I have also gotten the HAM radio bug. I bought this off to use during our brush fore season since it has excellent range and is so cheap its almost disposable if you lose it or break it ($36.00). Its a Baofeng UV-5RA and I got all the accessories to try them out for our department and it spurred me to get my HAM license. For the price, its pretty amazing with long battery life and excellent range and audio pickup.
We fertilize and lime whenever our soil tests indicate we need to which seems to be about every other year and this was one of those years. 1K out the door with the first application but hopefully we will get big returns with our hay production.
We just built the third tier to our side raised bed flower boxes and stained it yesterday. With the price of wood we have been going bit by bit every year and slowly adding as we go along.

We also built another raised bed for herbs (no dirt in it yet) and have two more to build this year.

Holly came up with the idea to add Shepherd hooks to each corner of the tiered flower boxes and it was a great idea and she hangs her hanging baskets that she sells from them.

We have also been doing a bit of landscaping which is important for our business.
This time of year is nice with mild weather and things starting to bloom like these tulips but it also means hard work.

The old greenhouse is full of seed starts and hanging baskets.

We sell herbs, bushes and trees, vegetables, fruit trees, herbs etc.

Holly found this old display cart at a yard sale and fixed it up to show her herbs.

The new greenhouse is full as well....opening day is May 1st.

We found this Mantis tiller while buying some repair parts for a lawn mower. We were waiting for the part to come from the back and looking at a new Mantis when the sales guy (this is a small local place) said well those are on sale for (I don't remember exactly but it was like $279) and we just kind of laughed and said we were looking for used. He then said he had a used one he took in on trade that he had refurbished he had on sale for $150. We looked at each other and said "well we don't have that much to spend right now"...him.."well how much you got?"..."$100 we said"..."cash?"..."Yup"..."Sold!" You have to love small town dickering and it works great.

Poor Judy works as hard as any of us but she enjoys it. This time of year still has spotty grass and lots of weeds so its not the best looking time of year but its hard to beat the was about 75 degrees today and a slight breeze.

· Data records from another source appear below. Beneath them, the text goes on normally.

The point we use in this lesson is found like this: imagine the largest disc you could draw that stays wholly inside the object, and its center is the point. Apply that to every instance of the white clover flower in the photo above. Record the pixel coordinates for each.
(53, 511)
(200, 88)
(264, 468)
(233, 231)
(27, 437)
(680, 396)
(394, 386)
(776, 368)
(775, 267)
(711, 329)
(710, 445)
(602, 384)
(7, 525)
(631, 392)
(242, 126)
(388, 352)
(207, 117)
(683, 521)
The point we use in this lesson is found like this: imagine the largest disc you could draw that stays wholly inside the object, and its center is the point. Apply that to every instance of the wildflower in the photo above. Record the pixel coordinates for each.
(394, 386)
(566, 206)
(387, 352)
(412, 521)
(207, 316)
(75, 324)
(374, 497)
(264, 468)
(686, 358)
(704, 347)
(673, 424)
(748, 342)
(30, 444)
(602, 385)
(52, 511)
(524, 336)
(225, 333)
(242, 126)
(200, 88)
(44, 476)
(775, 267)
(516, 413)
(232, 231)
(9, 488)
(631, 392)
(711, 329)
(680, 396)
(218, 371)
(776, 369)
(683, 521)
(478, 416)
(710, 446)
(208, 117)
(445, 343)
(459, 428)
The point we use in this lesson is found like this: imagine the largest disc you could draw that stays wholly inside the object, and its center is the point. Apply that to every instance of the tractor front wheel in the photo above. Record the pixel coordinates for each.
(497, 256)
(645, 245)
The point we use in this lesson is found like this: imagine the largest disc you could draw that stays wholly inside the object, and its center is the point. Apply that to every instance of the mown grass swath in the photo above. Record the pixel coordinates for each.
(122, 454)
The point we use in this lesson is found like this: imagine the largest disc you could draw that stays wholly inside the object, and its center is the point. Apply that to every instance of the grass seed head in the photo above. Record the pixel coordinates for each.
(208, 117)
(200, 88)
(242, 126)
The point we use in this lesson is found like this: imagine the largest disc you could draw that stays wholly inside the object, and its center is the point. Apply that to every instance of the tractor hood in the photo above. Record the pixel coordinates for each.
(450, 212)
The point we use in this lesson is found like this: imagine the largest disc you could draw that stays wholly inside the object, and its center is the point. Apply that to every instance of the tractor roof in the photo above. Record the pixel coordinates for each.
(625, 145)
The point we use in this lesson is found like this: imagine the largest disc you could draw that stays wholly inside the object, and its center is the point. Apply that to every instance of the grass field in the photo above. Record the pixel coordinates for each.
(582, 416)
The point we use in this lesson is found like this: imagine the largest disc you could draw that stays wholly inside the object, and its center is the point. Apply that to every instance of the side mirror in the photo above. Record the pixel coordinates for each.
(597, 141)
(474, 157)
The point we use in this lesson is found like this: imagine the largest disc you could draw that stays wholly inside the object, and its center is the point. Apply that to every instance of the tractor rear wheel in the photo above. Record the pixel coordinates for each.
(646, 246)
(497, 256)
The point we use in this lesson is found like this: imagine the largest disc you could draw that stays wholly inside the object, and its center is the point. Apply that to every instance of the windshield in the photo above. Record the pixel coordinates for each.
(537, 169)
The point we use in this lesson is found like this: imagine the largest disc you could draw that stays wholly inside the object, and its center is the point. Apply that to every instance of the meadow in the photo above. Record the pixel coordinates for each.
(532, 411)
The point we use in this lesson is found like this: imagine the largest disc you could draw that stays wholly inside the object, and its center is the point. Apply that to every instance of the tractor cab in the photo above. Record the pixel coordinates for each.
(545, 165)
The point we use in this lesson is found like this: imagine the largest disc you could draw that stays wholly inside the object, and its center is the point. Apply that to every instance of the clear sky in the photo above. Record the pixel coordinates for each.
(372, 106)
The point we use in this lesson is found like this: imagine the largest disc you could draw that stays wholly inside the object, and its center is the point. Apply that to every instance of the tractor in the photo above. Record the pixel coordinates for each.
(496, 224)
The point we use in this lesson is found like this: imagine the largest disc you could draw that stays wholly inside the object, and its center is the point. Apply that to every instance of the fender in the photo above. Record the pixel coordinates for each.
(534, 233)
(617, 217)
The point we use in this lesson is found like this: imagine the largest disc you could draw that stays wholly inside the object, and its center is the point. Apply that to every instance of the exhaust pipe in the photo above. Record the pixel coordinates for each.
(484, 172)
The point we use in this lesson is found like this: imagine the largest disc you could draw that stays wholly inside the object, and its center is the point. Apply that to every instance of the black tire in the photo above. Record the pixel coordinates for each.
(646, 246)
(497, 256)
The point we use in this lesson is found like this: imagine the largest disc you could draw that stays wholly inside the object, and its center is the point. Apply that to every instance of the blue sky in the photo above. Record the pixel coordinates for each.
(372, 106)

We have learned the benefits of composting and have several compost operations going that provide us with rich black nutrient rich soil.

This is a welcome sight after cold and freezing weather that literally just let up a few days ago.

We are expanding our sheep pens and adding more sheep but Tulip is already pretty happy.

Maybelle enjoys the new grass...

 And our bull calf Buster is really growing. We have a friend that is lending us a small bull for breeding purposes next month and we will be breeding again to expand out herd.

We have 12 different types of daffodils but these are my favorite.

We work hard, we play hard, and we enjoy life...yes this is truly the simple life.




  1. Thanks for the post, I really enjoy reading them, you guys are sooo busy all the time. What is the range on the hand held ham radio? I have been looking at that also. Good luck with sales, your plants look great. Alison

  2. Thanks Alison, the best range so far in our tests was 7 kilometers radio to radio without hitting our repeater which is pretty good for the terrain around here. When hitting our FD repeater we have been able to communicate even way out of our district and it doesnt seem to be affected by the dead spots we get with our much more expensive Motorolas.